Am 23. Juli 1849 endete die Badische Revolution mit der Einnahme der Festung Rastatt durch Truppen des Deutschen Bundes unter preußischer Führung. Stefan Heym hat den Revolutionären in seinem zweibändigen Roman »Die Papiere des Andreas Lenz« 1963 ein Denkmal gesetzt. Aus diesem stammt der folgende gekürzte Auszug, den wir mit freundlicher Genehmigung der Rechteinhaber veröffentlichen. (jW)

Drei Tage.

Es waren die drei Tage, die Lenz sich selbst gegenüber und im Gespräch mit Becker1 als das Wunder an der Murg bezeichnete – drei Tage Zeit, um die gelichteten Reihen aufzufüllen, die schlecht Bewaffneten nach Möglichkeit neu zu equipieren, den Truppen Gelegenheit zum Ausruhen und Sattessen zu geben, sie zu inspizieren – drei Tage, sie in einem Bogen Stellung beziehen zu lassen, der sich, grob gesagt, von Steinmauern unweit des Rheins durch Oetigheim, Rauenthal, Bischweier und das Städtchen Rothenfels bis nach Gernsbach im Gebirge, an der württembergischen Grenze, zog – drei Tage ständiger Auseinandersetzungen im Stabe, da Mieroslawski sich nicht entscheiden konnte, ob er seine Hauptverteidigungslinie vor oder hinter der Murg bilden sollte – drei Tage, die die Preußen der Revolutionsarmee schenkten, während sie selber in Karlsruhe herumstolzierten, die Damen hofierten und die Gefängnisse mit Leuten aller Art füllten.

Heute aber waren die Preußen in Anmarsch. Lenz hatte einen Teil des Nachmittags bei den äußersten Vorposten verbracht, die die Straßen von Ettlingen und Karlsruhe her deckten, und hatte sie gesehen – zuerst durchs Fernglas, dann mit bloßem Auge: vorsichtig, beinahe widerwillig rückten sie vor, suchten jeden Hohlweg, jedes Gehölz, jedes Bauernhaus systematisch ab, zogen sich zurück, wo immer sie Widerstand argwöhnten, schafften Reserven heran, legten ein Sperrfeuer mit ihren Batterien und benahmen sich überhaupt, als stünden sie dem Heer einer europäischen Großmacht gegenüber und nicht den Überresten einer Armee von Aufständischen.

Es war ein faszinierender Anblick gewesen – lächerlich durch die als Gründlichkeit getarnte Feigheit, mit der sich das Ganze abspielte, und erschreckend zugleich durch die Bedrohung, die in der Überzahl lag. Zur Kaffeezeit kam einer der Vorposten zu Lenz herübergekrochen und teilte ihm mit, dass die Tirailleurlinie bis hinter das Dorf Oetigheim und auf die Verbindungsstraße von Oetigheim nach Muggensturm zurückgezogen würde. Lenz hatte genug gesehen. Er ritt zurück zur Bretterhütte, zum Kommandoposten, um zu berichten.

Becker schien gealtert zu sein; die Haut unter seinen Augen und unterm Kinn war schlaffer.geworden. Doch seine Fragen waren wie üblich präzise, seine Bemerkungen zuversichtlich. Die Aufstellung der Preußen war klar: Hirschfeldt2 rückte auf der Karlsruher Straße heran; das neue zweite preußische Korps unter von der Gröben stieß von Ettlingen aus vor, um das revolutionäre Zentrum anzugreifen; und im Gebirge, entlang der würtembergischen Grenze, näherte sich langsam das deutsche Völkergemisch des Reichsgenerals von Peucker3, um die rechte Flanke der Revolutionäre anzugreifen.

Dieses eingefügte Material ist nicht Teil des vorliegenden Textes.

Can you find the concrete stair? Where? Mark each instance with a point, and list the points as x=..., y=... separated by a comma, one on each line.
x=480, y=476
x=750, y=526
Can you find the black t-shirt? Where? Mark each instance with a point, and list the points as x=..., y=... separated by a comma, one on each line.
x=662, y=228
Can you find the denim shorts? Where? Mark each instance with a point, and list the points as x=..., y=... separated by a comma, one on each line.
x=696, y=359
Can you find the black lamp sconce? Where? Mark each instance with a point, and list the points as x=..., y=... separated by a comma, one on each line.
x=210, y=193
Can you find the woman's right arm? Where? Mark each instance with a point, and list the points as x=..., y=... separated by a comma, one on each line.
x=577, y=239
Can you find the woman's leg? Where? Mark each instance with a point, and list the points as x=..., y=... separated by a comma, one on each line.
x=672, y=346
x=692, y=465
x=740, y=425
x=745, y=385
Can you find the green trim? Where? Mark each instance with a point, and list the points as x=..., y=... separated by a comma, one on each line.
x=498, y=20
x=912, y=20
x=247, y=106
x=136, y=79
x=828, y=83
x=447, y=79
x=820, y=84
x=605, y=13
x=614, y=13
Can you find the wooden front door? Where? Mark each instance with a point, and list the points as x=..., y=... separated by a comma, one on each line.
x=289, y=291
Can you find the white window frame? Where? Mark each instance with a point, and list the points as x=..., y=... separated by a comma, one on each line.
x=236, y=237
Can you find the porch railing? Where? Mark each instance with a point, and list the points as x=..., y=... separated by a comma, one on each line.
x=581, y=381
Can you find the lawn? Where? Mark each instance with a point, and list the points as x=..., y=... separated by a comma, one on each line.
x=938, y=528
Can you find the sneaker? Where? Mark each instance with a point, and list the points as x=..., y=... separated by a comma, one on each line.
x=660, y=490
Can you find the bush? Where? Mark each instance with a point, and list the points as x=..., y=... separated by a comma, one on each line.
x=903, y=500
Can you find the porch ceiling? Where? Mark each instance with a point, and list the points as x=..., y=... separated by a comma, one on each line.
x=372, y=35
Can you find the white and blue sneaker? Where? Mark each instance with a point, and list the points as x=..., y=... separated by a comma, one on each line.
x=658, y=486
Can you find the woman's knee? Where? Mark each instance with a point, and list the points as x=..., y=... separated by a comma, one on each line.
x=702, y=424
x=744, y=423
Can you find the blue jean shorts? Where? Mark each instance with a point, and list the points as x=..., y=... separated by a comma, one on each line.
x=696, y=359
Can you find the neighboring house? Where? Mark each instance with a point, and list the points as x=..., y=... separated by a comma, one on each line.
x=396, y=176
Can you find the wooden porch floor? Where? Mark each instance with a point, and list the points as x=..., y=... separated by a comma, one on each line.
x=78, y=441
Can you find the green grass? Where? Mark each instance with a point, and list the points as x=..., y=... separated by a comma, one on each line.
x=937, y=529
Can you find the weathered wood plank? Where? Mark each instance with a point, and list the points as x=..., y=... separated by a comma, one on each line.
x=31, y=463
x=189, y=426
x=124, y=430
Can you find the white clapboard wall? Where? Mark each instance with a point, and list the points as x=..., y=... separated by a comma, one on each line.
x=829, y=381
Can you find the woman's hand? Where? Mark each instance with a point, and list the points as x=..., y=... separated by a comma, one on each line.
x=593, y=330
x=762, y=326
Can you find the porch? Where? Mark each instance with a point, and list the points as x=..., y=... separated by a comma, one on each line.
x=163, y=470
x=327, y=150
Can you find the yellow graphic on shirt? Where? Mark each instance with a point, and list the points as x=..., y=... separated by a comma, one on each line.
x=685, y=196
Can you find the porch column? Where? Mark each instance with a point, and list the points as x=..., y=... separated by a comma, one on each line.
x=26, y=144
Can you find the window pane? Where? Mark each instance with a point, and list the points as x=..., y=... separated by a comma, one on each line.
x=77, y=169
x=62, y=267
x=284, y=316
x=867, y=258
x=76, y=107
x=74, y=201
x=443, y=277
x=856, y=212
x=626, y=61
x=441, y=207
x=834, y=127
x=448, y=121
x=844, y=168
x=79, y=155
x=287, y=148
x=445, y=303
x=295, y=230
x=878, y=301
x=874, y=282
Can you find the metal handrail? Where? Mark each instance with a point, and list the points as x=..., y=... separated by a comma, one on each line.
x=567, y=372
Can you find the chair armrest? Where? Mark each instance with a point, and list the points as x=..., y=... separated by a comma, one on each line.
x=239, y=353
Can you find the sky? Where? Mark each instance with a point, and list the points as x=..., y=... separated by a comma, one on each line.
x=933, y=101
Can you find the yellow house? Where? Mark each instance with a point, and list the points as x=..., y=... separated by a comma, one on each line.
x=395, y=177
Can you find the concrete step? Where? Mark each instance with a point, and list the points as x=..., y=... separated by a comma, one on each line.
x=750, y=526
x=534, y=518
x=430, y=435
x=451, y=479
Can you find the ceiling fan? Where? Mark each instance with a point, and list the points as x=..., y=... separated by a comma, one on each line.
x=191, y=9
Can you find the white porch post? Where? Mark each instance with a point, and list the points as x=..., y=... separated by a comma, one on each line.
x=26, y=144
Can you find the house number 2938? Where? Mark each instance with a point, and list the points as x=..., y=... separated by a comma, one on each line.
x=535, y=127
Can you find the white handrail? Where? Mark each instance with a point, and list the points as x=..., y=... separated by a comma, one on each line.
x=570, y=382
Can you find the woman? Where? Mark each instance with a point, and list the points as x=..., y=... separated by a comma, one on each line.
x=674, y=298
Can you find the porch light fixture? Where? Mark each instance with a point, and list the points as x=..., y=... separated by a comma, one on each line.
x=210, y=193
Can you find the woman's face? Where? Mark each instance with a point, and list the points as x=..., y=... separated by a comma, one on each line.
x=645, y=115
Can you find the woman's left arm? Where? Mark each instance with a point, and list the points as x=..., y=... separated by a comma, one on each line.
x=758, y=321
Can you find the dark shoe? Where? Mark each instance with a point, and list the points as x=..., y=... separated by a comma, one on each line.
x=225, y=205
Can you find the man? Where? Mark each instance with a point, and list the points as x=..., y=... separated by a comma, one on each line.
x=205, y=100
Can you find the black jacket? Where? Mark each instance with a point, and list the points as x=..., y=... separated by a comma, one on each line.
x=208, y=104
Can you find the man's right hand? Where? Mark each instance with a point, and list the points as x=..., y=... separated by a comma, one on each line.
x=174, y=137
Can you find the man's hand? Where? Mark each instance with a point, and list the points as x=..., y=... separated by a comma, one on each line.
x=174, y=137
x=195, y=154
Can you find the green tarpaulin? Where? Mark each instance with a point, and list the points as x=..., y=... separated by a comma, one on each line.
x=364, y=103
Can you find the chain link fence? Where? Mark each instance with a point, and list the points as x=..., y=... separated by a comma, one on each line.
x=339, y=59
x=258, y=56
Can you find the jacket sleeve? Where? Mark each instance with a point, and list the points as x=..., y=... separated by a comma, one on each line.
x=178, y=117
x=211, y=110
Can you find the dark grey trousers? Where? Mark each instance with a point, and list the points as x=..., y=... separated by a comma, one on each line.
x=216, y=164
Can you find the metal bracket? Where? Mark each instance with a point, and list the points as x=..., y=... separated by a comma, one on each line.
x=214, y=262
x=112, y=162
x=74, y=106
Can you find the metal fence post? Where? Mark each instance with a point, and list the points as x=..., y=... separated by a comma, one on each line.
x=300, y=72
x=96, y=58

Lenz war gerade von Dortu gekommen, wo er eine Stunde unter preußischem Feuer im Dreck auf der Erde gelegen hatte. Die Preußen hatten Oetigheim schließlich wieder besetzt und griffen von dort aus an – drei Wellen in dieser einen Stunde. Lenz war schmutzig und verschwitzt und begann seine Müdigkeit zu spüren. Aber das Bild, das sich jetzt darbot, war zu phantastisch, als dass man es sich entgehen lassen konnte: Mieroslawski4 hatte sein Pferd wieder bestiegen und ritt den Bahndamm hinauf, um oben auf der Brücke zu halten – eine einsam ragende Silhouette gegen einen fast weißen Himmel, den Rücken leicht gebeugt, das Käppi im Umriss beinahe wie das Barbierbecken, das der berühmte Seigneur de la Mancha auf dem Kopfe trug. Lenz beobachtete ihn vom Eingang der Bretterhütte her. Mieroslawski blieb dort auf der Brücke, voller Verachtung für die preußischen Schrapnellaufschläge und die vorbeiirrenden Kugeln. Ab und zu konnte man Küchelbecker den Damm hinaufklettern und neben dem Pferd seines Chefs warten sehen, um Befehle zu empfangen, die mit großen, ausholenden Gesten erteilt wurden. Mieroslawski setzte sämtliche verfügbaren Truppen Beckers zu einem Gegenstoß ein, der die preußischen Umklammerungsbemühungen von Oetigheim und Muggensturm her vereiteln sollte; hinter den provisorischen Verschanzungen und in den Laufgräben ließ er nur ein Minimum an Mannschaften.

Dann schien die Silhouette zu erstarren, das Pferd bewegte sich kaum, der Mann gar nicht.

Eine jener Pausen trat ein, wie sie in der Schlacht vorkommen – wenn man alles eingesetzt hat, wenn die Entscheidung nicht mehr in der eigenen Hand liegt und man nichts mehr tun kann als warten. Die Batterie an der Straßengabelung feuerte, so schnell ihre Rohre es zuließen; das monotone »Wumm!« fand seinen Kontrapunkt auf der preußischen Seite und seine Orchestrierung in dem heftigen Rattern von Gewehren und Musketen, dem Zischen der Kugeln, dem Heulen der Geschosse, dem hässlichen Krachen der Explosionen, den verworrenen Schreien mordender und sterbender Menschen. Nur die schweren Festungsgeschütze schwiegen; sie konnten nicht ins Spiel gebracht werden, solange eigene Truppen in ihrem Schussfeld manövrierten.

Becker, vom Obergeneral praktisch seines Kommandos beraubt, saß auf einer Munitionskiste am Eingang seiner Hütte und rauchte eine Zigarre. Vier Meldereiter hatten eine Decke auf der Erde ausgebreitet und begannen ein Würfelspiel; Geld ging von Hand zu Hand, und immer mehr Offiziere sammelten sich, um mitzutun.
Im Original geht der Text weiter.